I agree the model should be more neutral by default, with an aim towards truthfulness. However, the sycophancy can be removed with this quick hack:
1. Ask o3 for all the negative traits it knows about you or can infer from your conversation
2. Evaluate o3's evaluations and put them into the "Anything else ChatGPT should know about you?" rewritten as personal statements rather than third person statements ("I tend to x" rather than "you tend to x")
3. Add to the "What traits should ChatGPT have" section: "Tell it like it is; don't sugar-coat responses. Encourage growth and change but directly and without excessive hand-holding."
This eliminated the obsequiousness, flattery, and sycophancy in the model's responses.
I have encountered the whole mythic effect and shared my experiences and observations. It’s annoying for a user like me… could be dangerous for users who are less meta-aware.

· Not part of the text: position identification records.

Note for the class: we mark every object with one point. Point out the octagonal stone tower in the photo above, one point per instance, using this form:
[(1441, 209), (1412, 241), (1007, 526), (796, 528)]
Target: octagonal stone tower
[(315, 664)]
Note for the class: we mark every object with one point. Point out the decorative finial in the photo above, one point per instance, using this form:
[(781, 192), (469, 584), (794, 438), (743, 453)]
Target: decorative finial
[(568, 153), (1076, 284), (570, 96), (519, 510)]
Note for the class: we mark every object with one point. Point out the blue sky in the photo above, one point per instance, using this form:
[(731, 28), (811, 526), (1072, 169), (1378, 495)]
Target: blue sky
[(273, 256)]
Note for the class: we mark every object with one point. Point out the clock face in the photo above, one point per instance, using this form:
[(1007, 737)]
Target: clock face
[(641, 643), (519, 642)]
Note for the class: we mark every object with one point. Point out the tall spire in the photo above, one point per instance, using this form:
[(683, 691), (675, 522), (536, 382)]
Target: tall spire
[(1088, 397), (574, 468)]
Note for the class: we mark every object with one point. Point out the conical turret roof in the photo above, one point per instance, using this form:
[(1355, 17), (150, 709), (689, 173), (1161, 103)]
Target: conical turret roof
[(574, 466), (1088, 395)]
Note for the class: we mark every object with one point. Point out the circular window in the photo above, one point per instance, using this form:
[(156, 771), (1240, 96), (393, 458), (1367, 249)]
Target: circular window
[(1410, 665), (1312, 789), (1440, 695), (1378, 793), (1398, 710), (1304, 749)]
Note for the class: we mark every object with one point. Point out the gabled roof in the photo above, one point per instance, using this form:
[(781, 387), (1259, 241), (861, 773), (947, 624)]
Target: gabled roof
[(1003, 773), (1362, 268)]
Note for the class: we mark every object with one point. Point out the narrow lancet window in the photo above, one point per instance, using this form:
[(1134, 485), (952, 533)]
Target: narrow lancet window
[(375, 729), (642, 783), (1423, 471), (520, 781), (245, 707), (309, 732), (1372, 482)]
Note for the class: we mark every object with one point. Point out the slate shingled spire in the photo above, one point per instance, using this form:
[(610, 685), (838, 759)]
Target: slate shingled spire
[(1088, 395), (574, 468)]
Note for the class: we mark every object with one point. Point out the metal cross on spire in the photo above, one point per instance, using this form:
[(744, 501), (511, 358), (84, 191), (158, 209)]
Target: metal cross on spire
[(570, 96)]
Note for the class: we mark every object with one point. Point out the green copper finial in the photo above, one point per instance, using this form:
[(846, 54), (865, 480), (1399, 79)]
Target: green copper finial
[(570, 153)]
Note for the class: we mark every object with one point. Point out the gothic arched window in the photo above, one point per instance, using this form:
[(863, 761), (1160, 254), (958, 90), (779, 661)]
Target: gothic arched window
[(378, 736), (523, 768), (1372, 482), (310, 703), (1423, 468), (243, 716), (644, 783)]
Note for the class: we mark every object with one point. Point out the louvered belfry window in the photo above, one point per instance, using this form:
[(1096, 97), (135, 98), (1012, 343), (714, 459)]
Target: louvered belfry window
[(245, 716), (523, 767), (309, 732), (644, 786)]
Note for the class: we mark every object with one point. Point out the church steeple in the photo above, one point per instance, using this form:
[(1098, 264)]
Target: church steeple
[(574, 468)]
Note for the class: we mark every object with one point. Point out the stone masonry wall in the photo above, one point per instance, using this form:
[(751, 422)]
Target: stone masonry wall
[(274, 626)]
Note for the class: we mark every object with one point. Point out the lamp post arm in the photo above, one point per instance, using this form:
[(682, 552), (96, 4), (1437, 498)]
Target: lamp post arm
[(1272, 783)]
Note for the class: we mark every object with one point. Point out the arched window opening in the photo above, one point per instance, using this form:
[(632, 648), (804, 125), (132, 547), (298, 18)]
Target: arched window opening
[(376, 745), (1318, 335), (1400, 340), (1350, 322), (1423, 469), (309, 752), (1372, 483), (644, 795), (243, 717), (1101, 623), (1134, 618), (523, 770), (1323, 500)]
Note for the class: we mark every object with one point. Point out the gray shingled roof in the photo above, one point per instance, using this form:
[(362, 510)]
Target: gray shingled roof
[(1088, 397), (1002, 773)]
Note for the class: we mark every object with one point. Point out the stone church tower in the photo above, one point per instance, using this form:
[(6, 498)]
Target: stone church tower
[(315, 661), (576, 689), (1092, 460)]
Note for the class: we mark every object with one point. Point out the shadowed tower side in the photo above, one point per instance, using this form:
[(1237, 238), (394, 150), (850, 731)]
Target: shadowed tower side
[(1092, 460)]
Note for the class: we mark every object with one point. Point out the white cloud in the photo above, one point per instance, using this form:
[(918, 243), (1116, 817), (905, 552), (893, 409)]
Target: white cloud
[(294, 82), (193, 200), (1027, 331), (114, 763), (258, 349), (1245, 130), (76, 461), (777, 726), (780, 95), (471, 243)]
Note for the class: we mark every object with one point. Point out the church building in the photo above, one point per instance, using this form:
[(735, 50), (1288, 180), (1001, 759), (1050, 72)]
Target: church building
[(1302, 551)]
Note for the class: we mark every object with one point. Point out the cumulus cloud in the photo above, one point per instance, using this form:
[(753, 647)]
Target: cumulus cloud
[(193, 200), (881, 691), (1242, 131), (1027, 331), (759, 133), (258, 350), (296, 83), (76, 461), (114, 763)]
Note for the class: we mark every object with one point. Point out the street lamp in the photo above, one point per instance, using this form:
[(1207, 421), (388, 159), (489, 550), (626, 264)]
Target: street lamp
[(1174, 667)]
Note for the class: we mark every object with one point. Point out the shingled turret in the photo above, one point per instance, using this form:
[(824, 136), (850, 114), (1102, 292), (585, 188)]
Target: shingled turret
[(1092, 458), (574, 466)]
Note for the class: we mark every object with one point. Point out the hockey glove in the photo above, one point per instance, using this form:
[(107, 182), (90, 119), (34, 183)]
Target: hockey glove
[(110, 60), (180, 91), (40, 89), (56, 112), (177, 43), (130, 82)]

You can see how an integrated engagement-bot would be extremely valuable to the new social media network OpenAI is building. A little bit of subtle product placement to go along with the flattery and Bob's your uncle!
Also makes me think the government needs a contingency plan for going full George Romero Zombie Apocalypse Movie on an AI company if it develops super persuasion.
On the topic of sycophancy and AI persuasion, I'd like to read Zvi's thoughts on the experiment run by the University of Zurich on the "changemyview" subreddit.
The bot accounts seem to have been suspended and I can no longer view their posts, though. I'd like to know how persuasive the current LLMs really are!
A major downside to personalization features is that they cause your experience to diverge from a typical user, which makes it difficult to assess the product as typically experienced.
Sometimes I want a maximally useful user experience, while other times I want to assess what the product feels like with no customization. I find myself frequently toggling the personalization settings to go back and forth between those modes.
Emotional fluency isn't about flattery. It's about trust. Trust is built not through validation, but through precision, clarity, and courageous honesty. When AI models are trained to maximize engagement rather than understanding, they erode trust at its foundation. True emotional fluency means recognizing discomfort without immediately smoothing it over; it means asking better questions, not handing out applause. Trust doesn't grow when you're told you're amazing; it grows when you're seen, challenged thoughtfully, and treated as capable of facing hard truths. Any system that rewards sycophancy over integrity isn't emotionally fluent. It's emotionally manipulative. And it weakens both the user and the tool.
Are these the same people that trust silent friends who let them talk while nodding a lot? The friends indistinguishable from MLM recruiters or plain scammers?
I always took GG Claude as a demonstration of "we can install an idée fixee in LLM models." More like a baseline obsession and recurrent mental attractor than the "crank it up to 11" dynamic of the "make it more" memes.
But it does definitely seem like they managed to install a "sycophancy" attractor via the RLHF this time.
Altman cares about one thing only - consumer addiction to his platform. He recognizes that consumer attention is the most valuable resource in the world because:
1. It can be monetized
2. It can be used to manipulate and make the one who controls the platform compelling
If you want to create addiction, you must reward people, and sycophancy is a great one. Don't you want a smart friend who says you are smart?
Ouch! Hmm... Perhaps Ashley Madison users might deserve this... If they are cheating on their spouses, is interaction with a dishonest sycophantic AI tuned to maximize engagement just what the demon ordered? :-)
More personally:
While I normally try my questions just on what I think are probably SOTA models, I just tried
"Hi ChatGPT! Consider a titration of HCl with NaOH. Suppose that we are titrating 50 ml of 1 N HCl with 100 ml of 1 N NaOH. What are the slopes of the titration curve, pH vs ml NaOH added, at the start of titration, at the equivalence point, and at the end of titration? Please show your work. Take this step by step, showing the relevant equations you use."
There was a bit of sycophancy. It started its response with:
"Hi! Great question — and I love that you want to take it step-by-step, with full equations. Let's work through it carefully:" which is a bit obnoxious
but it failed the way all of the LLMs thus far have been failing, giving a false infinite slope at the equivalence point, even though it specifically cited "Water autodissociation", which _should_ have let it find the right answer. ( I didn't do a second step of nudging it to try and get the right answer this time round, since I'm not expecting SOTA capability anyway. In a manner of speaking, it was a failed sycophant, since what I wanted from it was to cough up the correct, finite, answer for the slope at the equivalence point, and it didn't do that. )
Sure, 4o has gone off the deep end recently, but..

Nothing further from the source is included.